Part II, ‘We’re all on the Titanic’ the musings of Michael McCaughan

January 05 2010

Following on from part 1 on the 21st December 2009, here is the second part of Michael McCaughan’s 2006 article, ‘We’re all on the Titanic.’  Michael McCaughan is the Museum Curator of the Ulster Folk and Transport Museum and author of ‘The Titanic Birth of the Titanic’, published by Blackstaff Press (link below).

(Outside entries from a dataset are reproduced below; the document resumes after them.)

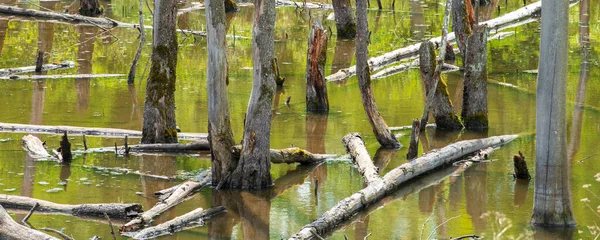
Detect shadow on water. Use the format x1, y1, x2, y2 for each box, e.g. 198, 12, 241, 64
75, 25, 97, 113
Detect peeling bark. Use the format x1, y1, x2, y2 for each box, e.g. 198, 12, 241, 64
342, 133, 382, 185
452, 0, 475, 57
306, 22, 329, 113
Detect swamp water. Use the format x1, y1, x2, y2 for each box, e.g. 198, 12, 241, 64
0, 0, 599, 239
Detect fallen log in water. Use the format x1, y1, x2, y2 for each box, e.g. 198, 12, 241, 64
326, 0, 580, 82
22, 134, 55, 160
0, 61, 74, 76
289, 134, 518, 239
1, 73, 125, 80
127, 206, 226, 239
0, 122, 207, 141
87, 141, 211, 154
120, 171, 211, 232
0, 194, 142, 219
0, 205, 59, 240
342, 133, 382, 185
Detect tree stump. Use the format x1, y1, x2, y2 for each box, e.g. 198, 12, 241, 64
35, 51, 44, 73
461, 25, 489, 130
451, 0, 475, 57
513, 151, 530, 180
60, 132, 72, 163
306, 22, 329, 113
406, 119, 420, 160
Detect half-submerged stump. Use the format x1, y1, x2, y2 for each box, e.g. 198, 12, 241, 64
59, 132, 72, 163
406, 119, 420, 160
513, 151, 530, 180
418, 41, 463, 130
332, 0, 356, 39
462, 25, 489, 130
306, 22, 329, 113
79, 0, 103, 17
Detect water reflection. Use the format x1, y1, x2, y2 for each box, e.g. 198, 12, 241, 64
532, 226, 575, 240
0, 0, 16, 56
373, 147, 397, 173
75, 25, 98, 112
306, 112, 328, 204
465, 163, 487, 230
331, 39, 355, 81
60, 163, 72, 191
513, 178, 529, 207
409, 0, 426, 41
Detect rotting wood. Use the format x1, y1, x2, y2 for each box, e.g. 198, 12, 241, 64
127, 206, 226, 239
461, 24, 489, 130
389, 123, 436, 131
86, 141, 211, 154
325, 0, 580, 82
35, 51, 44, 73
0, 205, 59, 240
342, 133, 382, 185
120, 171, 211, 232
305, 21, 329, 113
1, 73, 125, 80
0, 194, 142, 219
234, 146, 338, 164
59, 132, 72, 163
370, 61, 460, 80
0, 61, 74, 76
406, 119, 420, 160
22, 134, 54, 160
513, 151, 530, 180
289, 134, 518, 239
452, 0, 475, 57
419, 0, 452, 132
1, 122, 207, 141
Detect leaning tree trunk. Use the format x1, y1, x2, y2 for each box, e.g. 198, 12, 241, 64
332, 0, 356, 39
229, 0, 276, 189
79, 0, 103, 17
451, 0, 475, 57
531, 0, 576, 227
141, 0, 178, 144
461, 25, 489, 130
356, 0, 400, 149
419, 41, 462, 130
206, 0, 237, 188
306, 22, 329, 113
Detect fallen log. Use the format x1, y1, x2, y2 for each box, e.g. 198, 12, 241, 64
342, 133, 382, 185
326, 0, 580, 82
289, 134, 518, 239
0, 61, 74, 76
86, 141, 211, 154
235, 146, 338, 164
127, 206, 226, 239
1, 73, 125, 80
120, 171, 211, 232
22, 134, 54, 160
389, 123, 436, 131
277, 0, 333, 9
0, 122, 207, 141
0, 194, 142, 219
80, 165, 175, 180
0, 205, 59, 240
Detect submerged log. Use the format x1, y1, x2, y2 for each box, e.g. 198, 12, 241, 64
418, 41, 463, 130
0, 61, 74, 76
289, 134, 518, 239
0, 122, 207, 141
129, 206, 226, 239
0, 205, 59, 240
513, 151, 531, 180
406, 119, 420, 160
1, 73, 125, 80
305, 22, 329, 113
120, 171, 211, 232
326, 0, 580, 82
234, 146, 338, 164
0, 194, 142, 219
22, 134, 54, 160
342, 133, 382, 185
461, 25, 489, 130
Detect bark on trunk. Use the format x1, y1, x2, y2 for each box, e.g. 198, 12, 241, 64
406, 119, 420, 160
418, 41, 463, 130
451, 0, 475, 57
0, 194, 142, 219
121, 171, 211, 232
461, 25, 489, 130
228, 0, 276, 189
289, 134, 517, 239
129, 207, 225, 239
531, 0, 576, 227
141, 0, 178, 144
513, 151, 530, 180
305, 22, 329, 113
0, 61, 74, 76
0, 205, 59, 240
2, 122, 206, 141
342, 133, 382, 185
206, 0, 237, 189
79, 0, 103, 17
127, 0, 146, 85
356, 0, 400, 149
332, 0, 356, 39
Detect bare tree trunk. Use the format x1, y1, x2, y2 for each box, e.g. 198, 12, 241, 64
306, 22, 329, 113
356, 0, 400, 149
206, 0, 237, 188
531, 0, 576, 227
406, 119, 420, 160
79, 0, 103, 17
451, 0, 475, 57
229, 0, 276, 189
332, 0, 356, 39
461, 25, 488, 130
419, 41, 462, 130
141, 0, 178, 144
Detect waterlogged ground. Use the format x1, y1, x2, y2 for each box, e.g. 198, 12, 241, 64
0, 0, 599, 239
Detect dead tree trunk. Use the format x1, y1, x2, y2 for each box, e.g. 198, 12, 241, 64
141, 0, 178, 144
206, 0, 237, 188
531, 0, 576, 227
406, 119, 420, 160
342, 133, 382, 185
332, 0, 356, 39
228, 0, 276, 189
513, 151, 530, 180
356, 0, 400, 149
451, 0, 475, 57
79, 0, 103, 17
130, 206, 225, 239
461, 25, 489, 130
306, 22, 329, 113
0, 205, 58, 240
418, 41, 463, 130
59, 132, 72, 163
127, 0, 146, 85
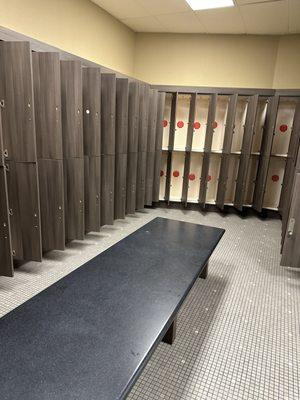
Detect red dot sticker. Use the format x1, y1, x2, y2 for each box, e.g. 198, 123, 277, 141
189, 173, 195, 181
194, 122, 201, 130
173, 170, 180, 178
212, 121, 218, 129
280, 124, 288, 133
207, 175, 212, 182
163, 120, 168, 128
177, 121, 184, 129
160, 170, 164, 177
272, 174, 279, 182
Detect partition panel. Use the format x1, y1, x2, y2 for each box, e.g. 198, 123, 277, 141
0, 166, 13, 276
126, 152, 138, 214
136, 152, 147, 210
192, 95, 210, 151
231, 96, 248, 153
211, 96, 229, 152
181, 152, 191, 205
116, 79, 129, 155
174, 94, 190, 150
82, 67, 101, 157
128, 82, 139, 154
159, 152, 168, 201
162, 93, 172, 149
115, 153, 127, 219
185, 93, 196, 151
101, 154, 115, 225
84, 156, 101, 233
101, 73, 116, 156
187, 153, 203, 203
169, 152, 185, 201
153, 92, 166, 202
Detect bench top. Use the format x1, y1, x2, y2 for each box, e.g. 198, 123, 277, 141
0, 217, 224, 400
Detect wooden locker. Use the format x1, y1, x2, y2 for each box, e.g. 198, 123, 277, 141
153, 92, 166, 203
101, 74, 116, 156
115, 153, 127, 219
64, 158, 85, 241
84, 156, 101, 233
185, 93, 196, 151
181, 152, 191, 205
136, 152, 147, 210
138, 84, 150, 153
145, 151, 156, 206
126, 152, 138, 214
38, 159, 65, 251
128, 82, 139, 154
60, 60, 83, 158
32, 52, 63, 160
116, 78, 129, 155
101, 154, 115, 226
165, 93, 178, 202
82, 67, 101, 157
0, 41, 37, 162
0, 166, 13, 276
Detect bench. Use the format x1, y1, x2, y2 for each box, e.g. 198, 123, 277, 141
0, 217, 224, 400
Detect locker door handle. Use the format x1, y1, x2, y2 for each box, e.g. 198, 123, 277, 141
287, 218, 295, 238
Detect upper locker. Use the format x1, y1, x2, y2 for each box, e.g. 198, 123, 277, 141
0, 41, 42, 262
60, 60, 84, 240
101, 73, 116, 225
0, 110, 13, 276
115, 78, 129, 220
32, 52, 65, 252
82, 67, 101, 233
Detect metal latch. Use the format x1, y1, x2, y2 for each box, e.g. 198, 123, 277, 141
287, 218, 295, 238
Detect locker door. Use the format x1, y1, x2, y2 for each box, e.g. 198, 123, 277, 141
60, 61, 83, 158
281, 173, 300, 268
38, 159, 65, 251
128, 82, 139, 154
64, 158, 85, 241
116, 78, 129, 155
101, 74, 116, 156
84, 156, 101, 233
126, 152, 138, 214
0, 41, 37, 162
82, 67, 101, 157
0, 166, 13, 276
101, 154, 115, 226
145, 152, 156, 206
32, 52, 63, 159
138, 84, 150, 153
153, 92, 166, 202
115, 153, 127, 219
136, 152, 147, 210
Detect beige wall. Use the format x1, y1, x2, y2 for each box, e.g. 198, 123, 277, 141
273, 35, 300, 89
0, 0, 136, 76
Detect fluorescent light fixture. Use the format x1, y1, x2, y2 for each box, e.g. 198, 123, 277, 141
186, 0, 234, 11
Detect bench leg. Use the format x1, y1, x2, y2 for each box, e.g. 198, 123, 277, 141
162, 317, 177, 345
199, 262, 208, 279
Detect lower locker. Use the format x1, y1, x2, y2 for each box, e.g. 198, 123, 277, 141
126, 152, 138, 214
187, 153, 203, 202
136, 151, 147, 210
64, 158, 85, 241
38, 159, 65, 252
115, 153, 127, 220
224, 156, 240, 205
206, 154, 221, 203
169, 152, 185, 202
0, 166, 13, 276
101, 154, 115, 226
84, 156, 101, 233
244, 156, 259, 206
263, 157, 286, 209
159, 151, 167, 201
145, 151, 155, 206
153, 150, 162, 202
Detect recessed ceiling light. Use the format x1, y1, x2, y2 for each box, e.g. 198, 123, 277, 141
186, 0, 235, 11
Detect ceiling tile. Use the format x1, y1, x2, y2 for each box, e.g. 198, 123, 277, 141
289, 0, 300, 33
121, 16, 164, 32
136, 0, 191, 16
239, 0, 289, 34
196, 7, 245, 34
155, 12, 206, 33
91, 0, 149, 19
236, 0, 276, 4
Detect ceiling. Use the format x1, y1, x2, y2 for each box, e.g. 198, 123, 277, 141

  The destruction of Titanic by a spur of ice shattered popular faith in the supremacy of technology and privilege.  Belief in the inexorable progress of society through the appliance of science was shaken to the core.  In retrospect, the sinking of Titanic and the world that she represented symbolised the end of the 19th century and, together with the outbreak of war in 1914, the cold beginning of the 20th century.
  For more than 90 years Titanic, and all that her loss implies, has maintained a powerful hold on the imagination of people virtually across the world.  Potent images of the stricken liner have endured through the decades, while the multiplicity of metaphors resulting from the catastrophe have been equally powerful.
  Cultural processes of absorption, transformation and diffusion began immediately after the sinking and as resonances of Titanic’s disaster, they perhaps have significance for humanity greater than the event itself.
  Titanic and the mythic proportions of her wreck have become the subject, generator and carrier of all kinds of messages and meanings, from the sublime to the tacky.  they embrace the cultural spectrum, from high culture to low culture and from popular culture to consumer culture.  In short, Titanic goes from art to kitsch.  The Titanic litany includes literature, painting, poetry, music, opera, dance, drama, film songs, verse, religion, cartoons, jokes, fantasy, graffiti, advertising, satire, politics, pornography, propaganda, romantic fiction, science fiction, merchandising and of course exhibitions.  Titanic, or rather titanicism is an international cultural phenomenon which shows no sign of abating.  Despite the magnitude of other horrors over the past century, Titanic has become the dominant symbol of disaster in our collective imagination.  Titanic, both real and imagined, is a key icon of popular culture and one of the great metaphors of our time.